I have been directing for many years so that is where I am most at home and it is indeed, as Orson Welles said, “the best erector set a kid could ever have.” I love carrying a story around in my head and imagining it in detail. I love collaborating with talented and passionate artists and creating the circumstances in which others can create to bring a story to life.
I find writing challenging yet enormously rewarding. Once I find my way into a world and the characters begin to have a will of their own, I really enjoy the process. I tend to think for a long time about characters and events and then I sit down over a few weeks and write it out. When I am in writing mode, I am in the office with my coffee at 8 am and I work until 1 pm. It is very concentrated time and I love being alone with the dream of the film in my head. It is quite opposite of the very collaborative and social experience of production.
On Commencement , I ended up producing a lot because that is what the budget dictated. I work with a very talented producer, Vero Shamo-Garcia, and she has two young children, so for Commencement we decided she would work from home. In the future, I hope to be relieved of those responsibilities.
What filmmakers have influenced you the most?
Because I teach at USC, I am continually exposed to and discovering the work of filmmakers recent and past as I try to absorb more about the medium. Here’s a sampling: DeSica, Truffaut, Eric Rohmer, Claude Chabrol, Goddard, Bergman, Scorsese, Mike Nichols, Robert Benton, Woody Allen, Spielberg, Zemeckis, Coppola, Danny Boyle, Wong Kar Wai, Ang Lee, Olivier Assayas, Sam Mendes, Gus Van Sant, Mike Leigh, Jonathan Demme, Steve McQueen, and on and on. And then there are my students, who I learn from everyday.
When did the film premiere on the festival circuit? And what has your experience been thus far?

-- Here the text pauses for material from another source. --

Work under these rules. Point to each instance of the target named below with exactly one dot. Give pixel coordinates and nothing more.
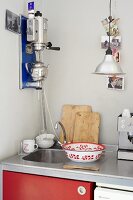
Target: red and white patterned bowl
(83, 152)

We have just had our U.S. premiere at Heartland Film Festival. We are very excited by the warm welcome that audiences around the country have given Commencement . We have had 4 preview screenings on the festival circuit as well: Charleston International Film Festival, Cinetopia International Film Festival, Catalina Film Festival, and Woods Hole Film Festival. We have garnered 4 awards thus far and we really appreciate the recognition these festivals have given the film. Besides screening the film for new audiences, I really enjoy getting to spend time with other filmmakers and seeing their work.
Has Commencement attracted any distributors yet?
We have been approached by a couple of film reps at this point and are just beginning conversations with distributors. Hopefully we will find a good home for Commencement very soon so we can get on to prepping our next film, Paris, to shoot this summer. I have three other projects ready to go and a book that I would really like to adapt and direct.
Thank you very much, Steve, for taking the time to tell us about your filmmaking and theatre background. I really enjoyed Commencement and look forward to seeing it again in distribution. I will be on the lookout for your upcoming projects too.
Amelia Rose Blaire as Christa and Rick Gonzalez as Javier.